Il avait un grand secret à lui partager. Son fils de vingt ans qui l'accompagnait ayant jadis été un très très beau jeune homme, avait hélas subit un malheureux accident et se trouvait fortement affligé d'une horrible cicatrice qui s'étendait de l'arcade sourcilière jusqu'aux lèvres.

Le père avait vu dans un de ses rêves la jeune fille passer sur le visage de son fils, un pinceau magique nommé «Deuxième carrière» dont le pouvoir avait littéralement transformé le visage de ce dernier, pour un retour en beauté, de sa luminosité d'autrefois.

Aussi, avait-il pris tout son courage pour décrire son rêve à la jeune fille, ignorant totalement la réaction de celle-ci à de tels propos aussi inhabituels. Quelle ne fut pas sa joie lorsque la jeune fille s'écria: «Mais oui!! Vous avez raison, c'est peut être bien à cela qu'est sensé servir ce cinquième pinceau que j'ai pris soin de remiser, dans l'ignorance de la fonction à laquelle il était destiné!»

En moins de temps qu'il n'en faut pour le dire, la jeune fille s'empara de ce pinceau, le trempa spontanément dans la peinture couleur chair, puis, appliqua celle-ci d'un geste rempli d'assurance sur la vilaine cicatrice du jeune homme. Instantanément, la peinture disparue, le visage du jeune homme se transforma et toute trace de la cicatrice disparue comme par enchantement.

Tout ébahi de ce miracle, le jeune homme qui avait vécu reclus évitant toutes relations amoureuses depuis si longtemps, offrit à Marie-France un sourire si beau, si pur qu'il en était pratiquement angélique.
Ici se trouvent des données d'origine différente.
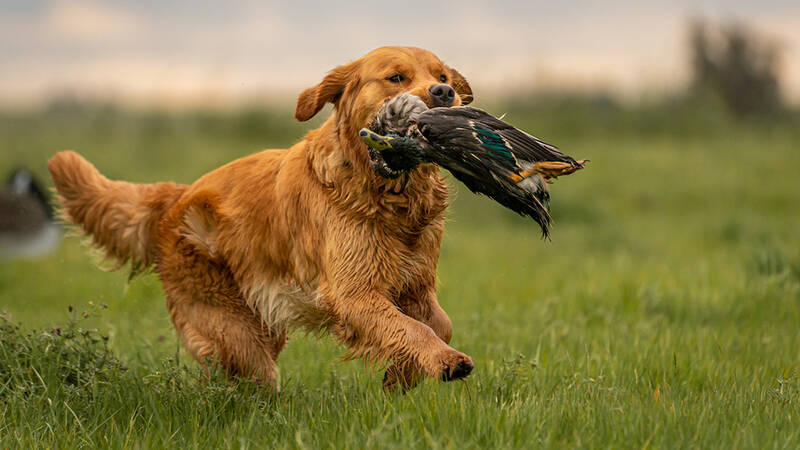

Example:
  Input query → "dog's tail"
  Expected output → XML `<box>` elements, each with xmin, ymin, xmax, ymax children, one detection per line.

<box><xmin>48</xmin><ymin>151</ymin><xmax>188</xmax><ymax>276</ymax></box>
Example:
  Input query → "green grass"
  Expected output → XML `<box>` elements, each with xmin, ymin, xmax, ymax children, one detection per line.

<box><xmin>0</xmin><ymin>100</ymin><xmax>800</xmax><ymax>448</ymax></box>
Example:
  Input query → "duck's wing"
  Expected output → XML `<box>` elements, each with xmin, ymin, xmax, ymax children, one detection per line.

<box><xmin>417</xmin><ymin>106</ymin><xmax>576</xmax><ymax>164</ymax></box>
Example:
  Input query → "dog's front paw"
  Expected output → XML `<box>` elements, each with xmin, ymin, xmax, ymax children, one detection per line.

<box><xmin>370</xmin><ymin>94</ymin><xmax>428</xmax><ymax>136</ymax></box>
<box><xmin>441</xmin><ymin>351</ymin><xmax>475</xmax><ymax>381</ymax></box>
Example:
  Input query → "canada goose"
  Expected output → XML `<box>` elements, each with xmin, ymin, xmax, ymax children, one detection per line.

<box><xmin>0</xmin><ymin>169</ymin><xmax>61</xmax><ymax>259</ymax></box>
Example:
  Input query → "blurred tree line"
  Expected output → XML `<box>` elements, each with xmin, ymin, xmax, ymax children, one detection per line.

<box><xmin>689</xmin><ymin>20</ymin><xmax>784</xmax><ymax>117</ymax></box>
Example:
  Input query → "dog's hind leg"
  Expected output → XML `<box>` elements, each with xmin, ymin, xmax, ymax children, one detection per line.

<box><xmin>157</xmin><ymin>207</ymin><xmax>287</xmax><ymax>389</ymax></box>
<box><xmin>170</xmin><ymin>301</ymin><xmax>286</xmax><ymax>390</ymax></box>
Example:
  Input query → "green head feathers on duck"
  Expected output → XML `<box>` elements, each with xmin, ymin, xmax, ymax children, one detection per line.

<box><xmin>360</xmin><ymin>94</ymin><xmax>587</xmax><ymax>237</ymax></box>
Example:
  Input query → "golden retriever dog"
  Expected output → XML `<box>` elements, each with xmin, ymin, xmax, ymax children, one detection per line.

<box><xmin>49</xmin><ymin>47</ymin><xmax>473</xmax><ymax>390</ymax></box>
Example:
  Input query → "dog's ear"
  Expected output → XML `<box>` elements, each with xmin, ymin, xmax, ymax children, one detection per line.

<box><xmin>448</xmin><ymin>67</ymin><xmax>472</xmax><ymax>105</ymax></box>
<box><xmin>294</xmin><ymin>61</ymin><xmax>358</xmax><ymax>122</ymax></box>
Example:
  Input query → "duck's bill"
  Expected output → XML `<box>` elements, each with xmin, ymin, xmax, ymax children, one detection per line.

<box><xmin>358</xmin><ymin>128</ymin><xmax>394</xmax><ymax>151</ymax></box>
<box><xmin>511</xmin><ymin>159</ymin><xmax>589</xmax><ymax>183</ymax></box>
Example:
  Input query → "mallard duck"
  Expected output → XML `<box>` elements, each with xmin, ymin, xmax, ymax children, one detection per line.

<box><xmin>0</xmin><ymin>169</ymin><xmax>61</xmax><ymax>258</ymax></box>
<box><xmin>359</xmin><ymin>94</ymin><xmax>587</xmax><ymax>237</ymax></box>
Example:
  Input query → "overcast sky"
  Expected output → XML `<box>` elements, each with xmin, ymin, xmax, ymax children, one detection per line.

<box><xmin>0</xmin><ymin>0</ymin><xmax>800</xmax><ymax>105</ymax></box>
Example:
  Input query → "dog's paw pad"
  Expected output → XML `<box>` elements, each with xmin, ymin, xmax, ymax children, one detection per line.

<box><xmin>442</xmin><ymin>355</ymin><xmax>475</xmax><ymax>381</ymax></box>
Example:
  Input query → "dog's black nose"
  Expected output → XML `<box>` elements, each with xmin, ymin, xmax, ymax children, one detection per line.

<box><xmin>428</xmin><ymin>84</ymin><xmax>456</xmax><ymax>106</ymax></box>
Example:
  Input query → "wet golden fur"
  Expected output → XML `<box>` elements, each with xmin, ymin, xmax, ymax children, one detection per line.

<box><xmin>49</xmin><ymin>47</ymin><xmax>472</xmax><ymax>389</ymax></box>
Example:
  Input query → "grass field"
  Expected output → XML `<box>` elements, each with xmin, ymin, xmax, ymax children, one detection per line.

<box><xmin>0</xmin><ymin>102</ymin><xmax>800</xmax><ymax>448</ymax></box>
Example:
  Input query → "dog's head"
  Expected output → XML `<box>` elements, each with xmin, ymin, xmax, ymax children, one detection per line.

<box><xmin>295</xmin><ymin>47</ymin><xmax>472</xmax><ymax>131</ymax></box>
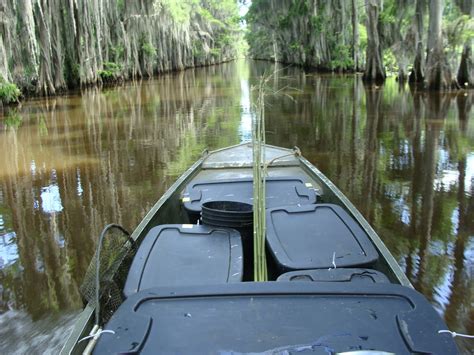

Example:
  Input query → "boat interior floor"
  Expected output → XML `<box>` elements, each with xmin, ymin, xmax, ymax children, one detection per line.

<box><xmin>90</xmin><ymin>146</ymin><xmax>456</xmax><ymax>354</ymax></box>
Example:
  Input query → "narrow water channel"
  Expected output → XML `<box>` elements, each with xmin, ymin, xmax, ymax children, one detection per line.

<box><xmin>0</xmin><ymin>60</ymin><xmax>474</xmax><ymax>353</ymax></box>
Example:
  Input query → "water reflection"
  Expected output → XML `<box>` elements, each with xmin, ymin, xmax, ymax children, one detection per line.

<box><xmin>0</xmin><ymin>62</ymin><xmax>474</xmax><ymax>353</ymax></box>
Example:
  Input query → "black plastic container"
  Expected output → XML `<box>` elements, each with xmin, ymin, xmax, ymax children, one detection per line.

<box><xmin>182</xmin><ymin>177</ymin><xmax>316</xmax><ymax>222</ymax></box>
<box><xmin>201</xmin><ymin>201</ymin><xmax>253</xmax><ymax>281</ymax></box>
<box><xmin>277</xmin><ymin>268</ymin><xmax>390</xmax><ymax>284</ymax></box>
<box><xmin>123</xmin><ymin>224</ymin><xmax>243</xmax><ymax>297</ymax></box>
<box><xmin>201</xmin><ymin>201</ymin><xmax>253</xmax><ymax>228</ymax></box>
<box><xmin>267</xmin><ymin>204</ymin><xmax>378</xmax><ymax>272</ymax></box>
<box><xmin>94</xmin><ymin>282</ymin><xmax>458</xmax><ymax>355</ymax></box>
Évidemment, un foudroyant et irrésistible coup de foudre se produisit et c'est ainsi qu'ils tombèrent follement amoureux l'un de l'autre.

Marie-France avait déjà aperçu ce jeune homme avec précision dans ses rêves. Si doux, discret, bon, charitable, généreux, dévoué, ayant lui aussi subit bien malgré lui, une grande solitude si lourde à porter. Il en voyait enfin le terme grâce à celle qui désormais était prête à le fréquenter assidûment.

Pour sa part, elle prenait conscience combien toute cette solitude dont elle fut également l'objet, l'avait peut-être bien préparée inconsciemment à mieux comprendre aujourd'hui la réciprocité qui l'unissait au vécu de ce nouveau compagnon de vie.       

Ce charmant jeune homme, était un comédien dans l'âme et à défaut de pouvoir évoluer dans cette vocation en raison du fâcheux accident subit, il n'en avait pas négligé pour autant la création de liens amicaux avec plusieurs vedettes du milieu. Aussi, s'empressa- t-il de présenter à tous, sa nouvelle bien- aimée.

Lorsque Marie-France expliqua timidement à chacun que tout le mérite de son exploit en revenait en fait au cinquième pinceau, certains voulurent en faire l'essai personnellement. Mais à chaque fois, le pinceau refusait d'être manipulé par une autre personne que l'artiste Marie-France, pour laquelle il avait été créé.

Pour donner suite à l'inscription «Deuxième carrière» de ce cinquième pinceau, Marie-France découvrit rapidement qu'elle n'avait pas uniquement un don d'artiste exceptionnelle mais aussi que ce pinceau magique particulier, pouvait devenir son principal outil pour embellir merveilleusement les visages des gens de la scène.

Grâce à ses touches magiques, ceux-ci se trouvaient non pas totalement différents mais combien plus beaux! Un peu comme si leur beauté intérieure parvenait à rayonner à l'extérieur d'eux. Ils devenaient physiquement plus lumineux que d'habitude, donc, plus confiants en eux-mêmes et davantage en mesure de séduire leur public avec aisance.

Marie-France avait bifurqué de la carrière d'ambassadrice à laquelle ses parents l'avait si fortement préparée, tout désireux qu'ils étaient de la voir y réussir avec brio. Malgré cela, ils comprirent que l'amour et le bonheur qui habitaient leur fille en permanence, étaient somme toute le plus important, donc, ce qu'ils souhaitaient de mieux pour elle.

La morale de cette histoire est que, si par un beau matin de Noël, vous trouvez sous le sapin un cadeau des plus inattendus qui se révèle être un étonnement pour tous, surtout, sachez en faire un usage Divin car les miracles n'existent pas que dans les contes de fées!

Par contre, pour attirer cette magie, vous devez être convaincu(e) de la mériter en étant digne, et de vous en servir généreusement.